Она открывает рот, чтобы что-то сказать, но я не позволяю ей сделать это. «Это какое-то наказание?» — спрашиваю я с рычанием, пересекая комнату в несколько шагов, пока не оказываюсь так близко к ней, что могу учуять этот чертовски сладкий запах, исходящий от нее. Жасмин и лимон.
Ее лоб морщится от замешательства. «Что?»
«Ты слышала, что я, черт возьми, сказал, Мия».
Она упирает руки в бока. «Я тебя услышала, но не понимаю, о чем ты говоришь».
«Это блядь простой вопрос. Ты попросила Данте сделать тебе поддельную личность. Это расплата за то, что произошло вчера?»

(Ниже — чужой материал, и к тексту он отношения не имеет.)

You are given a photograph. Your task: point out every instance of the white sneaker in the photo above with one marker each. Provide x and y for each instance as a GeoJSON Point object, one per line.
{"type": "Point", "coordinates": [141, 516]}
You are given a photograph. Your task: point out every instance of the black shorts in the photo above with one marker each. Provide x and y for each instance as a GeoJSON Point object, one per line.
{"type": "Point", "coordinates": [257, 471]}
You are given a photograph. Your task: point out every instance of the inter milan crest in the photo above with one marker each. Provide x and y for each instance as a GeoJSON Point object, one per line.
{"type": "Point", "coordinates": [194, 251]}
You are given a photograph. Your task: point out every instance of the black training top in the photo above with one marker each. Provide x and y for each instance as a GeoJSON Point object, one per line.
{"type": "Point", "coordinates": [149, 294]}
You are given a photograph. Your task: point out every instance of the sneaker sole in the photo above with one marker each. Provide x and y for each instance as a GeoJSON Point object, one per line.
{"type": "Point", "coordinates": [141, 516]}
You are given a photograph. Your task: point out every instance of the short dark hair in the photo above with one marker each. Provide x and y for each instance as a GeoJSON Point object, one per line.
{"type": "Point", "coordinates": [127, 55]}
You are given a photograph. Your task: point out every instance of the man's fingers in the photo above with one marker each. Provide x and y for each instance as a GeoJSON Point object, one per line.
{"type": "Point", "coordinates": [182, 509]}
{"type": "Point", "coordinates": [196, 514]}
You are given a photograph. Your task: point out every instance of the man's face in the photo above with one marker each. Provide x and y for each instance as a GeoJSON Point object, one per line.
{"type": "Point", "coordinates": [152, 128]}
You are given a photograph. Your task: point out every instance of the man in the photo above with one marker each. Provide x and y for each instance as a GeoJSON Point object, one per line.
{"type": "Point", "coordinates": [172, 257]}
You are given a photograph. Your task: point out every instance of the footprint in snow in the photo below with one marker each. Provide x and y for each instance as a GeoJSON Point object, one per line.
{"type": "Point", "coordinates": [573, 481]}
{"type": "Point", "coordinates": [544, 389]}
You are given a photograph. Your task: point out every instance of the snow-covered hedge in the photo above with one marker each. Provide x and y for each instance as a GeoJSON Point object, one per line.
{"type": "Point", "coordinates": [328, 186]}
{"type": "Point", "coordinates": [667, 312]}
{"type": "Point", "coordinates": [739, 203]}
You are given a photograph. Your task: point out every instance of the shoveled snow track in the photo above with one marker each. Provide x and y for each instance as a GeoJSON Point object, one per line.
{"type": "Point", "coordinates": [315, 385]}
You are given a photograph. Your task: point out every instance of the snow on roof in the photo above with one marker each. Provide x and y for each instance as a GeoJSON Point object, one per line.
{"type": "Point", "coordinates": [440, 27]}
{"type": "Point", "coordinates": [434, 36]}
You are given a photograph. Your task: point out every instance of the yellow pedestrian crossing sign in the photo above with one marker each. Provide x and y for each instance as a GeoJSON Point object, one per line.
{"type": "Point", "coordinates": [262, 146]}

«Не будь смешным», — фыркает она.
Я скрещиваю руки на груди, чтобы не прикасаться к ней. Если я прикоснусь к ней, скорее всего, исход будет не лучшим в данное время. «Во что, черт возьми, ты играешь? Потому что такое чувство, что ты делаешь это, чтобы доказать какую-то точку зрения. Ты надеялась, что я попрошу тебя остаться?»
Отступая, она хмурится. «Мне нужно уйти. Вот почему я пошла к Данте».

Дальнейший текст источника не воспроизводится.